At the same time, Olivia began hearing a strange rustling sound. At first it sounded like dry leaves skittering along pavement, which was weird enough to hear inside her house with no pavement around. But then she realized it was . . . whispering. Lots of voices. Lots and lots of voices. Whispering.

It was coming from behind her.

Olivia did not want to turn around. Her mouth was dry despite the nausea, her skin was crawling unpleasantly, the pain in her head was getting impossibly worse rather than better, and she was afraid if she turned to confront an axe murderer, she’d beg him to just cut off her head and be quick about it.

Axe murderer. Idiot.

Not an axe murderer, of course. Not anyone.

Not any one . . . thing. Because she heard more than one whisper, many whispers, countless whispers. And she didn’t know what they were saying, but she had the eerie feeling they were all whispering the same thing. The same words.

Still holding the edge of the sink with one hand, Olivia turned slowly to see what so frightened her cat and was making her own skin crawl in a sensation she’d never felt before.

“Oh, shit,” she whispered.

The headache that was still hellishly painful didn’t seem such a big deal now. Because despite all the swirling colors nearly blinding her, she could see, very clearly, why Rex was afraid. Every sharp object in her kitchen and den—every single one from every kitchen knife and fork she owned to three letter openers, two pairs of scissors, two box cutters with razor blades visible, the iron fireplace poker, and half a dozen pens and twice that many sharpened pencils—floated in midair. Different levels, some low, some as high as eye level.

With their pointy ends aimed right at her.

And they were all whispering.

“Waaurr,” Rex muttered, his voice unusually quiet, questioning.

“I’m not doing it. I’d know if I were doing it, right? I always know. I have to concentrate to do it. I mean, unless I’m mad. Angry, not crazy. Though maybe crazy too. Because this has never . . . And, anyway, even if I’m mad, I don’t . . . know how . . . to make anything . . . whisper.”

Or how to stop it when she instinctively tried, an effort that was definitely not rewarded.

Unconsciously, both her hands lifted to her head, pressing as if to hold something in, because the headache suddenly grew horribly worse, impossibly worse, dragging a guttural groan from somewhere deep inside her, and through the bright swirl of colors that was beginning to truly blind her, she could still see all the scary-sharp weapons floating inexorably toward her.

Whispering.

What was whispering? Inanimate objects couldn’t communicate, right? Not like this, at least.

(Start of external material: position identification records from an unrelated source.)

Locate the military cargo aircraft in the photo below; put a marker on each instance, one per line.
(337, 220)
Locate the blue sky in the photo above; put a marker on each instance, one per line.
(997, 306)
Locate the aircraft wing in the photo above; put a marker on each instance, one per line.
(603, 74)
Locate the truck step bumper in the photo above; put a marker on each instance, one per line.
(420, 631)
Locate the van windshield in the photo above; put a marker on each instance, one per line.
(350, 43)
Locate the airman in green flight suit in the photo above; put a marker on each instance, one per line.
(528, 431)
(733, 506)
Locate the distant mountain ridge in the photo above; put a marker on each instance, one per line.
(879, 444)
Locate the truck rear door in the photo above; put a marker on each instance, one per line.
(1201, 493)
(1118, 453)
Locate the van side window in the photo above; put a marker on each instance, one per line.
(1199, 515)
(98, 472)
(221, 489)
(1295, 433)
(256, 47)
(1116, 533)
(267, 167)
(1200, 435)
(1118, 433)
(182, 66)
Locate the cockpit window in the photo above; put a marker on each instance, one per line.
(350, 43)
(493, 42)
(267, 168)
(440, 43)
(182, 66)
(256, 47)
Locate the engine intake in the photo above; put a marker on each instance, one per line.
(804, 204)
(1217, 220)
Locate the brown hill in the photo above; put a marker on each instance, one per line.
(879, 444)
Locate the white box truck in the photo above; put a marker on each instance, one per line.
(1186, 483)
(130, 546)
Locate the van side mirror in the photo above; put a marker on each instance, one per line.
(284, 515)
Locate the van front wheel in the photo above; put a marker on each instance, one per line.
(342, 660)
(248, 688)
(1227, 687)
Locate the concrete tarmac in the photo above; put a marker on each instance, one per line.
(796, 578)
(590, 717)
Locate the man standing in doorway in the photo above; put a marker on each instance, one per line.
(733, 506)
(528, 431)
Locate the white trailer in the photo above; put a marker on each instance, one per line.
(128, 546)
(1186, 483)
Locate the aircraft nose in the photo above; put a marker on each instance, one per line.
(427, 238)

The pain edged into agony, but even so she heard as if from a great distance her own shaking, pleading question.

“What? What are you saying? What do you want of me?”

And from the same great distance, she heard the whispered demand that made no sense to her.

Prosperity. Go to Prosperity.

They were still floating eerily toward her, all the pointy things that promised even more pain if they came much closer, and hard as she tried, Olivia couldn’t do anything about it, couldn’t stop it, couldn’t see anything but them or hear anything except for that whispered demand.

Go to Prosperity.

Go to Prosperity.

Olivia heard one last thing: A moan of agony escaped her, and then everything went black.